In February, the IDL announced the formation of a Cultural & Historical Advisory Board. “We have to talk about these styles so people know what they’re seeing onstage,” Lim says. “It’s important for us to have either OGs or people still in those different scenes to advise [us].” The entire board has yet to be announced, but the members thus far are hip hop and street dance pioneers Sekou Heru, Caleaf Sellers, and Buddha Stretch.

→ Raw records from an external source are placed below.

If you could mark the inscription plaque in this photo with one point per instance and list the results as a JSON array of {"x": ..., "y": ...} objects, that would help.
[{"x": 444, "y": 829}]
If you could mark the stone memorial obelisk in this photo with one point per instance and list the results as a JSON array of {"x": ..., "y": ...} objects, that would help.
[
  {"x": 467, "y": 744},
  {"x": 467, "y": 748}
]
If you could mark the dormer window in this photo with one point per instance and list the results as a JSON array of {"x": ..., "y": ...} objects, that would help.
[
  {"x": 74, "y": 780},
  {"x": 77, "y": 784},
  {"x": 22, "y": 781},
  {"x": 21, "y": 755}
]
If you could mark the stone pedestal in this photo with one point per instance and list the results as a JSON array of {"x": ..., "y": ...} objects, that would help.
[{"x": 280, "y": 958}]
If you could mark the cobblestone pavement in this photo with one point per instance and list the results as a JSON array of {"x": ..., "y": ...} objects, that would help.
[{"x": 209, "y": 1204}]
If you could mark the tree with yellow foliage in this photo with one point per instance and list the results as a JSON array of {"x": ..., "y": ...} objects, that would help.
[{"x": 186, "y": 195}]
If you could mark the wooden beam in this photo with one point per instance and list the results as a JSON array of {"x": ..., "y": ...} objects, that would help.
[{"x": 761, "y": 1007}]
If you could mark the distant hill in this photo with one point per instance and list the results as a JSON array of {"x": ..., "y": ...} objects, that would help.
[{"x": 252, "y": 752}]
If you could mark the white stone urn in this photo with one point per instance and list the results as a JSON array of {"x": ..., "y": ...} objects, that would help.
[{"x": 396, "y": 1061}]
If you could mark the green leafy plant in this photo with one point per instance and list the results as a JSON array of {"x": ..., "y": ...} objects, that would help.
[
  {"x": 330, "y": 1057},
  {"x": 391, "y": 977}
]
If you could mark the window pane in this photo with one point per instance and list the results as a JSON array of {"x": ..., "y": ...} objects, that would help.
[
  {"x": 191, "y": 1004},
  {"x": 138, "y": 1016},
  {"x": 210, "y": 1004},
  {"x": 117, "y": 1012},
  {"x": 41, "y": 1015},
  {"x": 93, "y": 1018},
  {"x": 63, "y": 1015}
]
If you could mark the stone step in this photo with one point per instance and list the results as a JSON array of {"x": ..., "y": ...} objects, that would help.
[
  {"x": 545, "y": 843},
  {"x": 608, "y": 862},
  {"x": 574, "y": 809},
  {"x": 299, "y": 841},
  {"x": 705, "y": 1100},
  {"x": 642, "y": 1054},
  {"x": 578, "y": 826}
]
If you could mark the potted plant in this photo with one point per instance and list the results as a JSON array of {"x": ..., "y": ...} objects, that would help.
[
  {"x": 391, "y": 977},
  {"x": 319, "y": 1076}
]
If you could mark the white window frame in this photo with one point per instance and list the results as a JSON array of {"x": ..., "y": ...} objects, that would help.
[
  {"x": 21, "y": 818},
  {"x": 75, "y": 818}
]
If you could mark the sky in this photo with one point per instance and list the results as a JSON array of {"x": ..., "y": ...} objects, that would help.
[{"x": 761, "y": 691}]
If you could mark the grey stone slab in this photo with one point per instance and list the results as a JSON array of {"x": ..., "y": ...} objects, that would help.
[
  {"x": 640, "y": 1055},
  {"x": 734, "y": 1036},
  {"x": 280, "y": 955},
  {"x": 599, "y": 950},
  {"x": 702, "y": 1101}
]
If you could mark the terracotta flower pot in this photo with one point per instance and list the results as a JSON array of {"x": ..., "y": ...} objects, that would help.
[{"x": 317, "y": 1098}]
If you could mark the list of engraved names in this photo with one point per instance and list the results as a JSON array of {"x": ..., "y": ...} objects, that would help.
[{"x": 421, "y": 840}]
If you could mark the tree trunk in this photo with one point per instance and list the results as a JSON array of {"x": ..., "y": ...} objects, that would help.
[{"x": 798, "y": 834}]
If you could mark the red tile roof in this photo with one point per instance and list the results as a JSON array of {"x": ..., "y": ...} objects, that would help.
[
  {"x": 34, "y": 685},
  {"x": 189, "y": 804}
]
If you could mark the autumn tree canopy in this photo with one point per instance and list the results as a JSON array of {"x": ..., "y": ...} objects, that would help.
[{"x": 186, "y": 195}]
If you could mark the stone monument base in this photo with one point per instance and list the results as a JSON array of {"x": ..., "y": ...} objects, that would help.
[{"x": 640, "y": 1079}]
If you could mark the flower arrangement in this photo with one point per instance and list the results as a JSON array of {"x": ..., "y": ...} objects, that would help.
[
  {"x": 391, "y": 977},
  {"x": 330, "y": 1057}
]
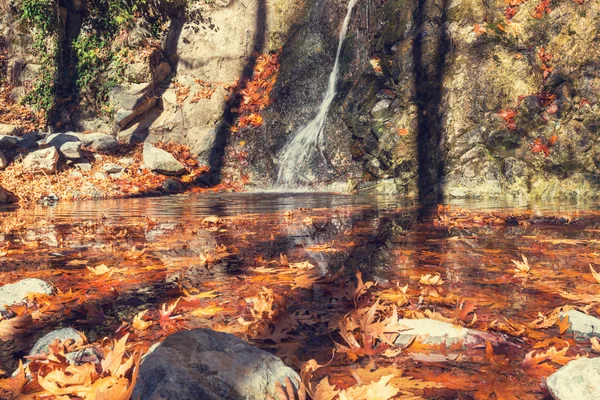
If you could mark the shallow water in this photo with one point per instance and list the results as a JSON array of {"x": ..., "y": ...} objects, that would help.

“The primary goal of the board is to maintain the cultural integrity of the league so as to not lose the root of the dance,” Stretch says. Board members will contribute to education and historical framing across the IDL, ensuring that hosts and analysts will be equipped to share accurate information about performances. (For instance, many Black styles of dance are mistakenly referred to in the mainstream as “hip hop,” even though that would be like calling every sport with a ball “basketball.”)
Prelude Dance Competition’s East Coast manager MJ Abiva, a Bronx, New York, native, says he’s curious about how the IDL will form its identity within the existing competition landscape. Matters of artistic integrity, financial investment, and cultural sensitivity come to mind—as does the question of longevity and sustainability. When it comes to platforming street-style dance, “[cultural investment] really is a matter of time,” Abiva says.
Esosa Oviasu—the original associate choreographer for the Broadway show & Juliet, founder of The Neighbors dance company, and a member of the New York City dance community since 2011—pointed out that in this context, the right thing to do isn’t always the most profitable one. “There’s a cultural component of this that doesn’t show up on spreadsheets,” he says. “It forces extreme vigilance that [may] run counterintuitive to explicit economic best practices.”
Despite the inherent difficulties of turning a beloved art form into a business, even some critics are holding out hope for the IDL. The organization has the potential to not only benefit dancers but to also inform mainstream narratives about dance and the many cultures that gave rise to it. “I hope for success,” Abiva says. “There’s a lot riding on it, and it could do a lot for both the culture and dancers.”